# My Moebius 1/35 Jupiter 2...in flight!



## Captain Han Solo (Apr 5, 2002)

Here are two pictures of my 1/35 Moebius Jupiter 2 build...The Photo was taken outside in natural sunlight...The engine lighting is from the Moebius Light kit... 

The model has been carefully mounted to a black pole... 



And here is the same model coming in for a crash landing in a scene re created from the series! With the stick removed and the Trona Pinnacles Digitally added... 



You will notice how the natural lighting give the model depth and the shadows give the appearance of a large spacecraft. 
Also, once again, The SCALE lighting of the engine core. 

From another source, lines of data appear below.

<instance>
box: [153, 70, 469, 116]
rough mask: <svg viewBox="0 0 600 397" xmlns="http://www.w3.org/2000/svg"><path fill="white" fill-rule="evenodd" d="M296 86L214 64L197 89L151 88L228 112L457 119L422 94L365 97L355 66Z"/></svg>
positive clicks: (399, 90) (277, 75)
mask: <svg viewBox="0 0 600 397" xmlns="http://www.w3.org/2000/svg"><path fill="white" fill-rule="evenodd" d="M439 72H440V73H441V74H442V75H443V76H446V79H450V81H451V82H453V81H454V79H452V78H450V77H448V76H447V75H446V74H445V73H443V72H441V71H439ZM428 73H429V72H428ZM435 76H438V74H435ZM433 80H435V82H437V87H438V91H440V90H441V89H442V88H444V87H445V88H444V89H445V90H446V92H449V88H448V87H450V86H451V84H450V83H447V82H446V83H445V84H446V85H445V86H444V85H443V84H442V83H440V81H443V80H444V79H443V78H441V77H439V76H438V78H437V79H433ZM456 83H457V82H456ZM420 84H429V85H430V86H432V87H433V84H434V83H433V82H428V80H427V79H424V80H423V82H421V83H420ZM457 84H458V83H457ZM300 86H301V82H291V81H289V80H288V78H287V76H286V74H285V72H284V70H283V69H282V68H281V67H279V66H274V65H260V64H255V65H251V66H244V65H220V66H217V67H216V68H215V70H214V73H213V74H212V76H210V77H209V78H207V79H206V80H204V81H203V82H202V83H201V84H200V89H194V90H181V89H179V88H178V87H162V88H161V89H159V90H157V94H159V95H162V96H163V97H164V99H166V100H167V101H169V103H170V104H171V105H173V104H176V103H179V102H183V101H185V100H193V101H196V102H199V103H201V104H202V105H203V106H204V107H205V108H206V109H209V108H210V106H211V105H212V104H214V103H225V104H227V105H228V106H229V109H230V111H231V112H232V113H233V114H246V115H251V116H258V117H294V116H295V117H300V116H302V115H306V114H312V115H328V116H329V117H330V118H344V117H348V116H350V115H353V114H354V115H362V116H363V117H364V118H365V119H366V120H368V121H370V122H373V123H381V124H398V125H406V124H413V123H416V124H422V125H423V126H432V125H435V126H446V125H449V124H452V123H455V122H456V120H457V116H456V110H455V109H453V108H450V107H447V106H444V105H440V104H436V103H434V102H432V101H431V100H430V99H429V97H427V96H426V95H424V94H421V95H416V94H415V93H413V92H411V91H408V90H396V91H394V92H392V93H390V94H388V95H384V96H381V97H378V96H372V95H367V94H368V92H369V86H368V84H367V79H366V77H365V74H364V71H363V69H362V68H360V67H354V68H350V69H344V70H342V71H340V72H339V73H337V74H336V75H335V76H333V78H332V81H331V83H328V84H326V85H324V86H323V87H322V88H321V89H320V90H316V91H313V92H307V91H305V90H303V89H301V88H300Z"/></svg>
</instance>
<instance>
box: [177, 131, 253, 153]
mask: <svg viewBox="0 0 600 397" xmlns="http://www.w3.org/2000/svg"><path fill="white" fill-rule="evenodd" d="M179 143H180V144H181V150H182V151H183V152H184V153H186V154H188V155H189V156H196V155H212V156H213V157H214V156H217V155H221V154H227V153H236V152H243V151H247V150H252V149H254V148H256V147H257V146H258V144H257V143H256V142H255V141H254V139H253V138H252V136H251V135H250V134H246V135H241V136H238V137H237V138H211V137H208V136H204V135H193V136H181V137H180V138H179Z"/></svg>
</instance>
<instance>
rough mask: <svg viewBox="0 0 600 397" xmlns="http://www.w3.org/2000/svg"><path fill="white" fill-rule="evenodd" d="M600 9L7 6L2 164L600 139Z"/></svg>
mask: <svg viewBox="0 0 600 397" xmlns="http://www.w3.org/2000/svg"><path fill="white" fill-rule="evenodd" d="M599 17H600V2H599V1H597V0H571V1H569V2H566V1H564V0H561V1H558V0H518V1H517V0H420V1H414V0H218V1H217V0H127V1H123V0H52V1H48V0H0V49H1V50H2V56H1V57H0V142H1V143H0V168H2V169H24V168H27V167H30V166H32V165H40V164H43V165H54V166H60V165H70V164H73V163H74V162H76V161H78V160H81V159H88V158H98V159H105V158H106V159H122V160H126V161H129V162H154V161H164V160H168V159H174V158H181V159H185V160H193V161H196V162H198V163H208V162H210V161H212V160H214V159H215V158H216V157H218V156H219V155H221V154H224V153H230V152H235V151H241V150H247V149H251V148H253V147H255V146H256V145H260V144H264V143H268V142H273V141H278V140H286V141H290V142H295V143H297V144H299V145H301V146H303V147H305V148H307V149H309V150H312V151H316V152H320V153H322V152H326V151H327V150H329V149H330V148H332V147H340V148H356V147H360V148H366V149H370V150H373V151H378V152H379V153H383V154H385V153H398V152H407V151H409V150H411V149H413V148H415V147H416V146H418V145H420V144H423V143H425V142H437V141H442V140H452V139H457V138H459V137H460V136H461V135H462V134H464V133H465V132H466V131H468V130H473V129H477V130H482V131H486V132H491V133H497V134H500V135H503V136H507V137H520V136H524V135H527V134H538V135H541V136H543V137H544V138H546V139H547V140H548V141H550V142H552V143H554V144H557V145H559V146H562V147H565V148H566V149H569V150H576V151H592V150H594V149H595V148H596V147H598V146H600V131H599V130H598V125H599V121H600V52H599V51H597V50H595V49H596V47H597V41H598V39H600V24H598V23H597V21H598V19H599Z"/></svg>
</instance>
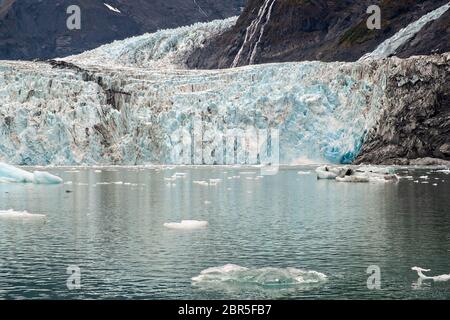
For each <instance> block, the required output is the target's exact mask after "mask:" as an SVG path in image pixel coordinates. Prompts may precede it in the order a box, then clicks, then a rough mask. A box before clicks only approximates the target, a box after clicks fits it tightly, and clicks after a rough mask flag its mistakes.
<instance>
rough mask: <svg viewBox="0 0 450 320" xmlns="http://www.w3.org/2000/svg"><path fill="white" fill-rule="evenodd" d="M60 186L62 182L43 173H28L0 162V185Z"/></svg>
mask: <svg viewBox="0 0 450 320" xmlns="http://www.w3.org/2000/svg"><path fill="white" fill-rule="evenodd" d="M1 182H3V183H34V184H60V183H63V180H62V179H61V178H60V177H57V176H55V175H52V174H50V173H48V172H45V171H34V172H28V171H25V170H22V169H19V168H16V167H14V166H11V165H9V164H6V163H2V162H0V183H1Z"/></svg>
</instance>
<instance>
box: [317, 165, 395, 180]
mask: <svg viewBox="0 0 450 320" xmlns="http://www.w3.org/2000/svg"><path fill="white" fill-rule="evenodd" d="M316 174H317V179H329V180H336V181H337V182H354V183H365V182H382V183H386V182H398V181H399V177H398V176H397V175H396V174H395V173H394V171H393V170H392V169H390V168H379V167H373V166H359V167H351V166H346V167H333V166H321V167H319V168H317V169H316Z"/></svg>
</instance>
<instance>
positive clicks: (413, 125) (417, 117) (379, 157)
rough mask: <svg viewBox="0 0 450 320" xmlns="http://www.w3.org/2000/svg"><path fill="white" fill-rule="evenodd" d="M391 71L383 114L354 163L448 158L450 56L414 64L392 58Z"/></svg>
mask: <svg viewBox="0 0 450 320" xmlns="http://www.w3.org/2000/svg"><path fill="white" fill-rule="evenodd" d="M391 70H392V71H391V72H390V73H389V76H388V78H387V86H386V97H385V102H384V104H385V111H384V113H383V115H382V116H381V117H380V118H379V120H378V123H377V124H376V126H375V127H374V128H373V129H372V130H371V131H370V132H369V135H368V136H367V138H366V141H365V143H364V146H363V148H362V150H361V153H360V155H359V156H358V158H357V160H356V163H374V164H391V163H392V164H409V163H411V160H415V159H418V158H428V157H432V158H439V159H444V160H450V55H449V54H446V55H443V56H432V57H428V58H427V59H423V60H421V61H418V62H417V63H411V60H399V59H393V60H392V68H391ZM413 162H414V161H413ZM413 162H412V163H413Z"/></svg>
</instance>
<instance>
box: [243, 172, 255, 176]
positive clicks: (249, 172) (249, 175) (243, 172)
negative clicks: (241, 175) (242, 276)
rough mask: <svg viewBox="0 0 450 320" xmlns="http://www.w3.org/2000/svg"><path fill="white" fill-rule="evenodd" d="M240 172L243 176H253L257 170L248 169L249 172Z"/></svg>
mask: <svg viewBox="0 0 450 320" xmlns="http://www.w3.org/2000/svg"><path fill="white" fill-rule="evenodd" d="M240 174H241V175H243V176H252V175H255V174H256V172H254V171H248V172H240Z"/></svg>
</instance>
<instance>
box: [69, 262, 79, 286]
mask: <svg viewBox="0 0 450 320" xmlns="http://www.w3.org/2000/svg"><path fill="white" fill-rule="evenodd" d="M66 273H67V274H68V275H69V277H68V278H67V281H66V286H67V289H69V290H79V289H81V268H80V267H79V266H75V265H70V266H68V267H67V269H66Z"/></svg>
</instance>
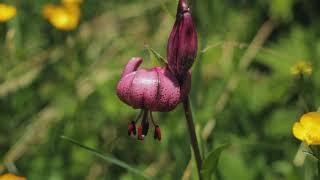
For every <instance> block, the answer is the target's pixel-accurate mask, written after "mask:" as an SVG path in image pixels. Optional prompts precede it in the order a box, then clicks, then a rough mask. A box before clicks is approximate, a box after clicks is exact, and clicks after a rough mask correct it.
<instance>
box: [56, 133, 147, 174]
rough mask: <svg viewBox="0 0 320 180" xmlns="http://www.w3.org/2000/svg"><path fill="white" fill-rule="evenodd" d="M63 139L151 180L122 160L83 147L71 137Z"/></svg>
mask: <svg viewBox="0 0 320 180" xmlns="http://www.w3.org/2000/svg"><path fill="white" fill-rule="evenodd" d="M61 138H62V139H64V140H67V141H69V142H71V143H72V144H75V145H77V146H79V147H81V148H82V149H84V150H86V151H87V152H89V153H91V154H93V155H95V156H97V157H99V158H101V159H103V160H105V161H108V162H110V163H113V164H115V165H118V166H120V167H122V168H124V169H127V170H128V171H130V172H132V173H135V174H137V175H140V176H142V177H144V178H145V179H151V178H150V177H149V176H147V175H145V174H144V173H143V172H141V170H138V169H136V168H134V167H132V166H130V165H128V164H127V163H125V162H123V161H121V160H118V159H116V158H114V157H112V156H111V155H106V154H101V153H100V152H98V151H97V150H95V149H93V148H90V147H88V146H85V145H82V144H80V143H79V142H77V141H75V140H73V139H71V138H69V137H66V136H61Z"/></svg>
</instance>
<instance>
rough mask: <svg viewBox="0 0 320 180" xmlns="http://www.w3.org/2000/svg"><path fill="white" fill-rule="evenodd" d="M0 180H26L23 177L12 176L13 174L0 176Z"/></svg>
mask: <svg viewBox="0 0 320 180" xmlns="http://www.w3.org/2000/svg"><path fill="white" fill-rule="evenodd" d="M0 180H27V179H26V178H24V177H20V176H16V175H14V174H10V173H7V174H3V175H1V176H0Z"/></svg>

Since this image may appear in a Magazine gallery someday, I thought I would post it here first. 

High Regards.


----------



## spock62 (Aug 13, 2003)

Another great model/photo! You do excellent work. :thumbsup:


----------



## Captain Han Solo (Apr 5, 2002)

spock62 said:


> Another great model/photo! You do excellent work. :thumbsup:


Sincere appreciation Spock62. As mentioned this may appear in another well know publication And I offer here and elsewhere around the net to prevent any future "misunderstandings".

High Regards


----------



## Xenodyssey (Aug 27, 2008)

Excellent work. You've make it look very realistic.


----------



## WEAPON X (Mar 5, 2006)

Right on the mark! Kudos to you Bro. Mark! :thumbsup:


----------